Last updated on: March 22, 2022, 07:39h.
Australia’s Star Entertainment Group continues to be the focus of attention over alleged breaches of anti-money-laundering policies and more. The casino operator’s boss became aware of issues years ago, but ignored the signs.
“Wrong” and “unacceptable.” These are the words Star Entertainment boss Matt Bekier used to describe an audit KPMG conducted in 2018. New South Wales (NSW) continues to grill current and former employees of the company. As it does, more details are emerging over how it refused to respond to questions over certain practices.

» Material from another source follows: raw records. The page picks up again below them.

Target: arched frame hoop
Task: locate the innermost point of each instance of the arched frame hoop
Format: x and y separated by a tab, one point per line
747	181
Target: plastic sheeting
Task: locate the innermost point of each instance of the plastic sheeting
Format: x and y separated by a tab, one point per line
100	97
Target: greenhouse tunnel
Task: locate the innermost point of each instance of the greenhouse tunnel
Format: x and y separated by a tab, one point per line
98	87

The revelations are indicative of an executive culture that ignored established policies and procedures. They also could bring to an end the careers of several long-time executives, as well as put in jeopardy the future of Star’s operations.
Blinded by the Light
In May 2018, accounting firm KPMG delivered a report to Star’s brass. It found that the company was lax in its AML controls and recommended several adjustments. Millions of dollars were arriving to the Star Sydney from VIP gamblers, no questions asked.
However, as the NSW Independent Liquor and Gaming Authority (ILGA) learned this week, Bekier couldn’t handle the truth. The Sydney Morning Herald reports that Paul McWilliams is now in the regulator’s hot seat. The former chief risk officer at Star explained this week that his concerns about company practices were echoed in the KPMG report.

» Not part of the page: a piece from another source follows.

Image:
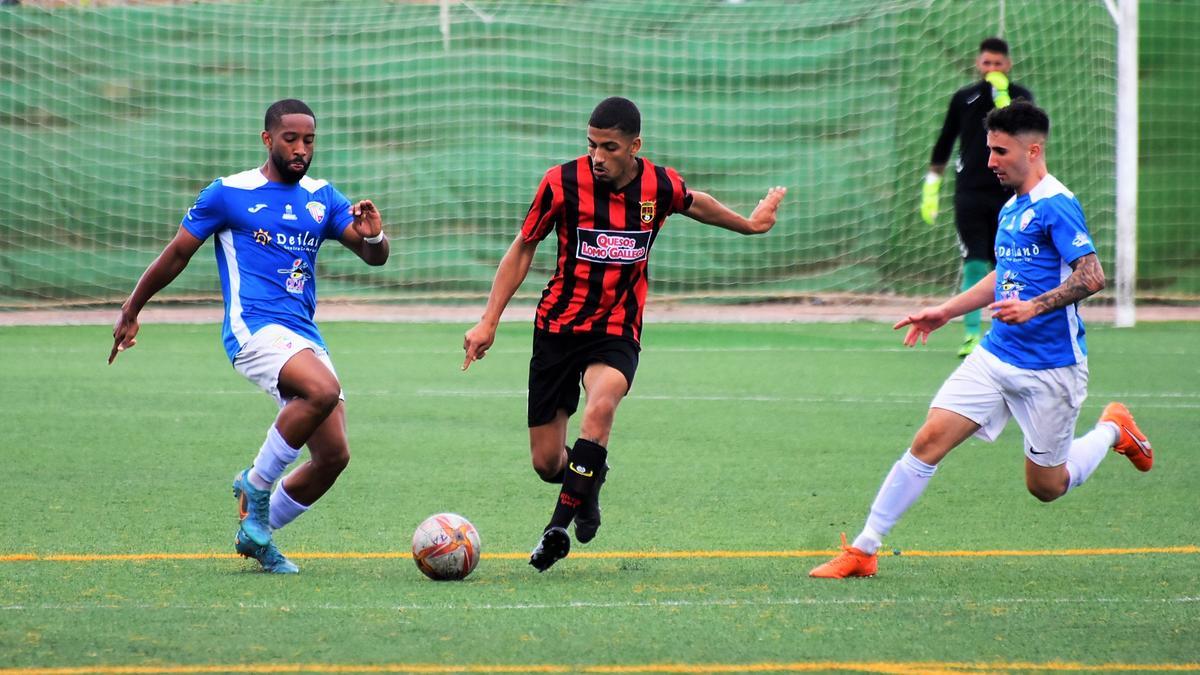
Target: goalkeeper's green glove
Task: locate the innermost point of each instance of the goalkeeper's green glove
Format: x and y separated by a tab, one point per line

When Bekier received the findings, the CEO couldn’t handle the truth. He allegedly threw a tantrum in a meeting of the executive minds over the report. He asserted that the findings were “unacceptable” and contained factual errors.
The audit showed a “fundamental deficiency” in the company’s AML program. However, company chairman John O’Neill sided with Bekier, which effectively blocked any changes. It also caused other executives to doubt the report since “the boss is always right.”

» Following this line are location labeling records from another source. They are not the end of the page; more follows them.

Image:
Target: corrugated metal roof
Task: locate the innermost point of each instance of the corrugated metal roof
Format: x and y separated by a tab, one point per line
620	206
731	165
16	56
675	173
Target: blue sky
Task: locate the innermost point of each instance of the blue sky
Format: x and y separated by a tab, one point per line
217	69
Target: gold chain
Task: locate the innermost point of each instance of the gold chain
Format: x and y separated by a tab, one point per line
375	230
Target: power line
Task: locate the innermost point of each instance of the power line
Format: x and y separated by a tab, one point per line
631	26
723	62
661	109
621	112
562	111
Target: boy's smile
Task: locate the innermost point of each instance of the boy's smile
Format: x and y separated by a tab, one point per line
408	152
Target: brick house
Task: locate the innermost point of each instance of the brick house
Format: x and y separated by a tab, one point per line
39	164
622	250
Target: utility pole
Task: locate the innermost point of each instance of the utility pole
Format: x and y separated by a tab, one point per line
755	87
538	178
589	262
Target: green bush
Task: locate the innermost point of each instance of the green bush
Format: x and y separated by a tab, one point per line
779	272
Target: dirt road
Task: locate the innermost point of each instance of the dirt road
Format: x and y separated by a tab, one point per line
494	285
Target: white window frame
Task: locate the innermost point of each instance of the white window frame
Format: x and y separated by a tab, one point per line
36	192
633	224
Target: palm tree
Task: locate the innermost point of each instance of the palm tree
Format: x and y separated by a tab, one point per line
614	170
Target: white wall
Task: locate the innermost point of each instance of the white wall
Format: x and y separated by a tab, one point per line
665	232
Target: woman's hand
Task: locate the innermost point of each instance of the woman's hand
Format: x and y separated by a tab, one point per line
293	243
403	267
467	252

Mr Bekier was sat down, turning the pages of the report, essentially berating us for the whole entire time of that meeting,” stated KPMG employee Alexander Graham.
An “unprofessional” Bekier even told KPMG in a subsequent meeting that it didn’t know what it was doing. He said the firm didn’t know what it was talking about as he remained “in a sulk.”
McWilliams left Star the following year.
More Damning Evidence Surfaces
During the inquiry, the IGLA also learned that Star repeatedly worked with junkets without conducting risk assessments on those operators. McWilliams confirmed that it was possible for someone to walk into the Star Sydney with $200,000 in cash, no questions asked. Star gave Junkets a pass because, according to the company, it wasn’t easy to identify the source of funds of their customers.
These latest admissions, together with an acknowledgement that Star fudged paper trails to hide high-roller spending, don’t bode well for the company’s future. They also put an undue burden on the entire casino industry, which has always fought the stigma of being an easy mark for money laundering.
Star set itself up to receive the same treatment NSW gave to Crown Resorts. Its own dereliction of duty led it to where it is today. The inquiry continues this week, but will likely wrap up quicker than the Crown inquiry. As a result, a Star shakeup could be right around the corner.